TIWN

Canberra, Nov 6 (TIWN) The government of South Australia (SA) has announced the largest overhaul of its criminal justice database in 30 years.
Corey Wingard, the state's correctional services minister, on Wednesday announced that the government has made a 15-million-Australian dollar (10.3-million-U.S. dollar) down payment on a new system to better-monitor the movement of criminals. The decision was prompted by terror attacks on Australian soil, most notably the 2014 Lindt cafe siege in Sydney during which lone gunman Man Haron Monis held 18 people hostage for 16 hours ending in the deaths of Monis and two civilians. An inquiry into the incident revealed deficiencies in communication between security agencies. In a separate incident in 2017, Somalian-born terrorist Yacqub Khayre, who was previously known to police, killed one man and held a woman hostage for hours in Melbourne's southeast suburbs.

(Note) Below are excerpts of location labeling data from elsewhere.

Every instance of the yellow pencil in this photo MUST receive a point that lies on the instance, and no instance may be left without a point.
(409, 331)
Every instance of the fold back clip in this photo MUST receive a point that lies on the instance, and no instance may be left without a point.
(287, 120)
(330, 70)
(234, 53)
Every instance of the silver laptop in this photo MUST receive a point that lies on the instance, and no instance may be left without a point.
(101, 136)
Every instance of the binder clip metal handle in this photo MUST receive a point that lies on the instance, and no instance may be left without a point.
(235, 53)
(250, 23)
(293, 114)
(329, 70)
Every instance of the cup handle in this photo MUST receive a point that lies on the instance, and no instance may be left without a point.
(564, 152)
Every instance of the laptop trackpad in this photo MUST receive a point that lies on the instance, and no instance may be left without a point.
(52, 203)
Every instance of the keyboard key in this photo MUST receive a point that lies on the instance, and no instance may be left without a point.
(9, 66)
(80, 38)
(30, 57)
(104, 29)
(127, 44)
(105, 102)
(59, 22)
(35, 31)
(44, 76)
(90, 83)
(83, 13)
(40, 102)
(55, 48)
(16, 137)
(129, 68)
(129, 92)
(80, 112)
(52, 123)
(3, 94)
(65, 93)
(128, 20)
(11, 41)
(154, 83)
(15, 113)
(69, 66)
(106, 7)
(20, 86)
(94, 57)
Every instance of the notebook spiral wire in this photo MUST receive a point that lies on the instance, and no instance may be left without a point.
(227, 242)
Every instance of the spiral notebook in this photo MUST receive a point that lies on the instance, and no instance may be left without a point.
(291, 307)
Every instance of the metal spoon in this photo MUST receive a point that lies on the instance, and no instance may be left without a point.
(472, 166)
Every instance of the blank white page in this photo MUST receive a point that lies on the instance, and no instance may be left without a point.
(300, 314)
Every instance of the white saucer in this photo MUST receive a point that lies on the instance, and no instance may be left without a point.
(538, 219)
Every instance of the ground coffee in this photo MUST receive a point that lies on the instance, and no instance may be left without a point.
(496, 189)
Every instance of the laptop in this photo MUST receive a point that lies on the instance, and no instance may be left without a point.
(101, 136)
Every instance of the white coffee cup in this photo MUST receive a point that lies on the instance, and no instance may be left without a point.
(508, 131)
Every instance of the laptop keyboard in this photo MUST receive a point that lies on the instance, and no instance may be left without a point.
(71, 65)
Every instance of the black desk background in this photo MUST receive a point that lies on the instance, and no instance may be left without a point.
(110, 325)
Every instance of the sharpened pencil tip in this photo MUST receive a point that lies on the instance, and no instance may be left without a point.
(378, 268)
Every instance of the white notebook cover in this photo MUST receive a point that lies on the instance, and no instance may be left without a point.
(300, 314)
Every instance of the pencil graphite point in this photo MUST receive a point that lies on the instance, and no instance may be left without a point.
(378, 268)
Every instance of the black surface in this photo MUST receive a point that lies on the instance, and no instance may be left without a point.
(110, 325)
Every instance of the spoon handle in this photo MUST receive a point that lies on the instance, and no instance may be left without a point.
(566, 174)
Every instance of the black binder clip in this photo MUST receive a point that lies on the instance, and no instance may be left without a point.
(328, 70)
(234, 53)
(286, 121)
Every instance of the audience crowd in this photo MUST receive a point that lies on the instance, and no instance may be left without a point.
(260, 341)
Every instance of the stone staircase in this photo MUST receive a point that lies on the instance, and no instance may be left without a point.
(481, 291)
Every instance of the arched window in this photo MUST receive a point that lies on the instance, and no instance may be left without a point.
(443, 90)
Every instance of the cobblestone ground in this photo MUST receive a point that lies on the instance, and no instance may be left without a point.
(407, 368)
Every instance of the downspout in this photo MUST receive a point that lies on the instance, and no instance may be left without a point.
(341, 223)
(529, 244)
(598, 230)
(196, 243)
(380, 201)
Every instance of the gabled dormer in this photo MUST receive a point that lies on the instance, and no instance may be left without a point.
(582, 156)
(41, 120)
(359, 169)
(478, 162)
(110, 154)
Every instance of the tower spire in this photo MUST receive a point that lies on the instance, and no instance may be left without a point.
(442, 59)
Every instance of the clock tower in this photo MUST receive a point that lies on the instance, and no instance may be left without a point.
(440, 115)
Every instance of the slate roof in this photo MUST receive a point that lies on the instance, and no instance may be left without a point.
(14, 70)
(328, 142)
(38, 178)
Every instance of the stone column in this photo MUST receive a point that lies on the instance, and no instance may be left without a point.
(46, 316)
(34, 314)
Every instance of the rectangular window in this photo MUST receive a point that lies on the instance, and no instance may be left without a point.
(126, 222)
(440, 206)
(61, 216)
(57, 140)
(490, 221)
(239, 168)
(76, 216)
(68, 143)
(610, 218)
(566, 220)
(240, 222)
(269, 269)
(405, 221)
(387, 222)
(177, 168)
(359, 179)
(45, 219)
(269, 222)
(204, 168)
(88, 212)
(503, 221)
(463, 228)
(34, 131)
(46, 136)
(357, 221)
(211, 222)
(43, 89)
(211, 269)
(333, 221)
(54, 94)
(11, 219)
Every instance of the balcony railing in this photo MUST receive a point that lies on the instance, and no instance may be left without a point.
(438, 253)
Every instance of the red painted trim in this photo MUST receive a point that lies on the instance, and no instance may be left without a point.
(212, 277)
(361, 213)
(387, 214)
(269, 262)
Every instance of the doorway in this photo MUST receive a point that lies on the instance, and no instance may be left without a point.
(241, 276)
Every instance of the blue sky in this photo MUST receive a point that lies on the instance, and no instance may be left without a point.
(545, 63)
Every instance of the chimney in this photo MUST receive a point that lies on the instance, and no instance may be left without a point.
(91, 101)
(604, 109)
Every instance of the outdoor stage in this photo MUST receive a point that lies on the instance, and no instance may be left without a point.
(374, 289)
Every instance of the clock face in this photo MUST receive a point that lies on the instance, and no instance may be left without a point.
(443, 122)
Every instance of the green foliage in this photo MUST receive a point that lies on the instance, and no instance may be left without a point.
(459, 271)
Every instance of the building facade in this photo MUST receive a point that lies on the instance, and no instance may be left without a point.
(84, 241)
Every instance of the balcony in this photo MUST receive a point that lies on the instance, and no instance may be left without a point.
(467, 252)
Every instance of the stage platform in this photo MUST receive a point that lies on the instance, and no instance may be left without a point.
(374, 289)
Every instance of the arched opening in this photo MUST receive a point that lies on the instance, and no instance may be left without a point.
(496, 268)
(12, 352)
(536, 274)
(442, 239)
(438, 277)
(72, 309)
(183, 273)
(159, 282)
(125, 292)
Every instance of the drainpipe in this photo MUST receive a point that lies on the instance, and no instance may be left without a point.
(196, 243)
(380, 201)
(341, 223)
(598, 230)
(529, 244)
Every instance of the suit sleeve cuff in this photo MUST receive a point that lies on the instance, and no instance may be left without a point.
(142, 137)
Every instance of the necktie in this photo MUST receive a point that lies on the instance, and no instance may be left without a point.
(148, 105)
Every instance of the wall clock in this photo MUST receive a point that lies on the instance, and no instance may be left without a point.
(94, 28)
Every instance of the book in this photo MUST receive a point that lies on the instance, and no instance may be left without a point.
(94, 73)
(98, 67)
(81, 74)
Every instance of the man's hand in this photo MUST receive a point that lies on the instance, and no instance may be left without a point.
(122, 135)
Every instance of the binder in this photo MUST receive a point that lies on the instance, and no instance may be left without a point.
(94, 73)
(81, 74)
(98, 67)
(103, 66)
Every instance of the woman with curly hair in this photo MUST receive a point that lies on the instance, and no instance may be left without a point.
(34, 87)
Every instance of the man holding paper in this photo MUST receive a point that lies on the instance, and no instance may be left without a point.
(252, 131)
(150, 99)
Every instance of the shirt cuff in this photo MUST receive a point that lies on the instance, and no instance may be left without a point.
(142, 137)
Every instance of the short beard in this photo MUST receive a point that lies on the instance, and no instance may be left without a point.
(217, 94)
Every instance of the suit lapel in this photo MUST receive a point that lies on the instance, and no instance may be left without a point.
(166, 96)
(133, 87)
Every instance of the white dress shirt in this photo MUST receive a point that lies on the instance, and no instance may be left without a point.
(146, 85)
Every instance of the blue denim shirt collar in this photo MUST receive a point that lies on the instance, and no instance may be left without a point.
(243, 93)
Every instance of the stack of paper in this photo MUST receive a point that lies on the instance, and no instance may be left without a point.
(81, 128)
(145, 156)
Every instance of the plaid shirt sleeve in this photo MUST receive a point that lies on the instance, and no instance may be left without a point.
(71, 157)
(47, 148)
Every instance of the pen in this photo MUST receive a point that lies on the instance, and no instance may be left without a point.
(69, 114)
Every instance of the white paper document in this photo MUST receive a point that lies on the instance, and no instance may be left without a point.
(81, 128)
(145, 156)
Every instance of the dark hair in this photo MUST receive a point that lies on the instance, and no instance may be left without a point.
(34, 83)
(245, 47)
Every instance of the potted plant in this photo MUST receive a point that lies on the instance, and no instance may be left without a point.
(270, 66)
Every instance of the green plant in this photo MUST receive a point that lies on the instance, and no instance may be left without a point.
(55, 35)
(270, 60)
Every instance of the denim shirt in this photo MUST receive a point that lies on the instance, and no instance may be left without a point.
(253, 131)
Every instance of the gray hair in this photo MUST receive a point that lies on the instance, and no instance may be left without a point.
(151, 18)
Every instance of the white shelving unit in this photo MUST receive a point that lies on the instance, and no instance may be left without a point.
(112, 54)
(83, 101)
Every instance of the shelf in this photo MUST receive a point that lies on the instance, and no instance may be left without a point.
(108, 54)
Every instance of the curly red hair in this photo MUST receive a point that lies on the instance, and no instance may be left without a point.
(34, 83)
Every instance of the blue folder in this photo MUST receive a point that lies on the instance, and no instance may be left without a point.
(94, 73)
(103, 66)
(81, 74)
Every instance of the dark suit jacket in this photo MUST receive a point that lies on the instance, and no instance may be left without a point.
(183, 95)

"There have been a number of high profile terrorism incidents in Australia in which the offenders were known to correctional services," Wingard told News Corp Australia. "Man Monis, who carried out the deadly Lindt cafe siege in Sydney in 2014, and Yacqub Khayre, who murdered a receptionist and held a (woman) hostage in Melbourne in 2017, were both known to the system." The Council of Australian Governments (COAG) in 2017 agreed that corrections agencies must play a greater role in collecting national intelligence data. The new database, named iSAFE, will integrate information about a criminal's prosecutions and their interactions with law enforcement and the criminal justice system but it will take three years for it to be fully operational. Wingard said, "iSAFE will make that information more easily accessible to law enforcement agencies charged with public safety."